"About Eustace?" he said. "Can you tell me now?"

"Yes—I'll try," she answered. "Don't leave me—stay with me till the end, won't you? Give me—your word."

"I will stay," he replied.

The head resting on his arm turned until the eyes looked straight into his. They were filled with the gentle light he had seen in them when, through the momentary lifting of the veil of unconsciousness, he had been enabled to catch a glimpse of her real nature.

"Then I'll tell you—everything," she whispered. "We had to fix suspicion on someone. When I saw him he had no nerve. I offered to shelter him. He agreed, and I let him out of the window, and pretended to go on talking to him all the time he was getting away into the bush. You know what happened then."

"At the bank? Yes. But what became of Eustace?"

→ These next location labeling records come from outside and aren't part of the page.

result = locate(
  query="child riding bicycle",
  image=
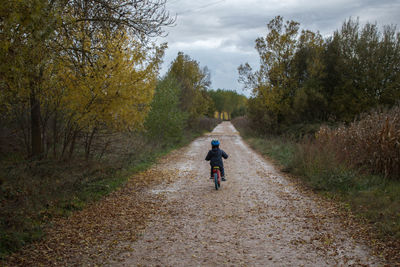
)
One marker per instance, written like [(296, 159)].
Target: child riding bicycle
[(215, 156)]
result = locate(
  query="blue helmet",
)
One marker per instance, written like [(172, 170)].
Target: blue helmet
[(215, 143)]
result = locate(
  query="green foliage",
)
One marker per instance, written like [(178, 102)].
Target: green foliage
[(194, 82), (165, 121), (303, 77), (229, 101)]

"He was at the house. He was there the night you came. He nearly gave himself up. He was coming when he heard you say who you were. So Dad knocked him on the head and put him in the cellar."

"While I was there?" Durham exclaimed.

"Yes. When you went to see to your horse. Then later we had to trick you. Dad put something in the tea like I did at the bank, only it would have killed you all he put in. He wanted to. He wanted to after, and tried to, but I—I wouldn't let him—because I loved you. But I made you sleep that night—Dad had to make fresh tea, and I put the stuff in. We watched you go off on the verandah while you were smoking, and then tied you up. It was hard to make you wake, but we had to—Dad had taken Eustace's handkerchief—we knew you would be convinced if you found it—after seeing me—and we—we shot your horse, and made the others bolt."

"But afterwards? What happened to Eustace afterwards?" he asked as she stopped.